Several different approaches are available to clinicians for determining prostate cancer (PCa) risk. The clinical validity of various PCa risk assessment methods utilizing single nucleotide polymorphisms (SNPs) has been established; however, these SNP-based methods have not been compared. The objective of this study was to compare the three most commonly used SNP-based methods for PCa risk assessment. Participants were men (n = 1654) enrolled in a prospective study of PCa development. Genotypes of 59 PCa risk-associated SNPs were available in this cohort. Three methods of calculating SNP-based genetic risk scores (GRSs) were used for the evaluation of individual disease risk such as risk allele count (GRS-RAC), weighted risk allele count (GRS-wRAC), and population-standardized genetic risk score (GRS-PS). Mean GRSs were calculated, and performances were compared using area under the receiver operating characteristic curve (AUC) and positive predictive value (PPV). All SNP-based methods were found to be independently associated with PCa (all P < 0.05; hence their clinical validity). The mean GRSs in men with or without PCa using GRS-RAC were 55.15 and 53.46, respectively, using GRS-wRAC were 7.42 and 6.97, respectively, and using GRS-PS were 1.12 and 0.84, respectively (all P < 0.05 for differences between patients with or without PCa). All three SNP-based methods performed similarly in discriminating PCa from non-PCa based on AUC and in predicting PCa risk based on PPV (all P > 0.05 for comparisons between the three methods), and all three SNP-based methods had a significantly higher AUC than family history (all P < 0.05). Results from this study suggest that while the three most commonly used SNP-based methods performed similarly in discriminating PCa from non-PCa at the population level, GRS-PS is the method of choice for risk assessment at the individual level because its value (where 1.0 represents average population risk) can be easily interpreted regardless of the number of risk-associated SNPs used in the calculation.

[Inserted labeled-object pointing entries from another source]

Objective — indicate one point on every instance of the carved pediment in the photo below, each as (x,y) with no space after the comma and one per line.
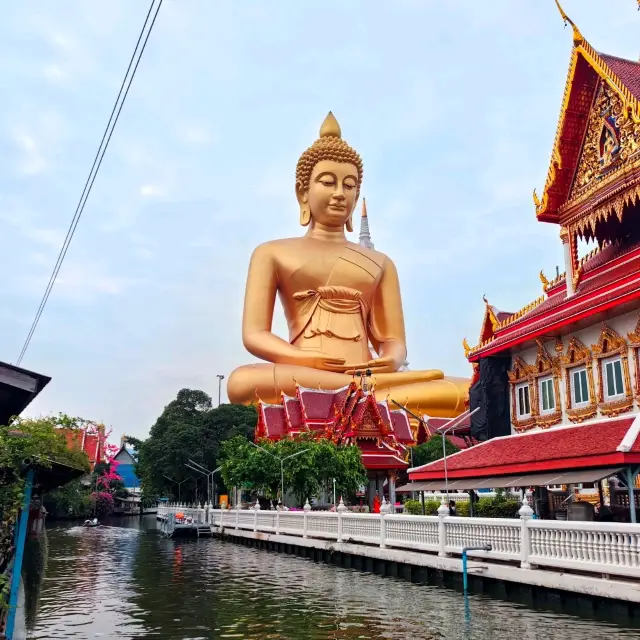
(609,343)
(576,354)
(611,139)
(544,362)
(634,336)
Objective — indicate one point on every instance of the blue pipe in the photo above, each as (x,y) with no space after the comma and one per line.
(21,537)
(486,547)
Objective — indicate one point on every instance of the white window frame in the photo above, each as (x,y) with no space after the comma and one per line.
(522,385)
(541,381)
(572,373)
(603,372)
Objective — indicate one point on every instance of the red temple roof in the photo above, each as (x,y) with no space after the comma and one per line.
(346,416)
(587,67)
(611,278)
(608,442)
(92,444)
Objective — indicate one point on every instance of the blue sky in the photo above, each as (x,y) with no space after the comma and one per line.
(452,105)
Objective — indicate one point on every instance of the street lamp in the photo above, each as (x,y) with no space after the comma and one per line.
(178,483)
(220,379)
(205,472)
(293,455)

Keywords: genetic risk score; prostate cancer; single nucleotide polymorphisms


How to cite this article:
Conran CA, Na R, Chen H, Jiang D, Lin X, Zheng S L, Brendler CB, Xu J. Population-standardized genetic risk score: the SNP-based method of choice for inherited risk assessment of prostate cancer. Asian J Androl 2016;18:520-4

How to cite this URL:
Conran CA, Na R, Chen H, Jiang D, Lin X, Zheng S L, Brendler CB, Xu J. Population-standardized genetic risk score: the SNP-based method of choice for inherited risk assessment of prostate cancer. Asian J Androl [serial online] 2016 [cited 2019 Sep 20];18:520-4. Available from: http://www.ajandrology.com/text.asp?2016/18/4/520/179527 - DOI: 10.4103/1008-682X.179527


  Introduction Top


As the second most commonly diagnosed cancer among men worldwide, there has been frequent debate regarding prostate cancer (PCa) screening for men in the general population. [1],[2],[3] However, most clinicians agree that screening high-risk men provides improved benefits to those men at higher risk while reducing overdiagnosis and overtreatment of indolent cases. [4],[5] To determine which men are at higher risk of developing PCa, various risk assessment methods are currently used. [6] In addition to age and race, family history (FH) information is often used. Extensive evidence exists to support that men with FH of PCa are at significantly increased risk of developing PCa themselves. [7],[8],[9],[10]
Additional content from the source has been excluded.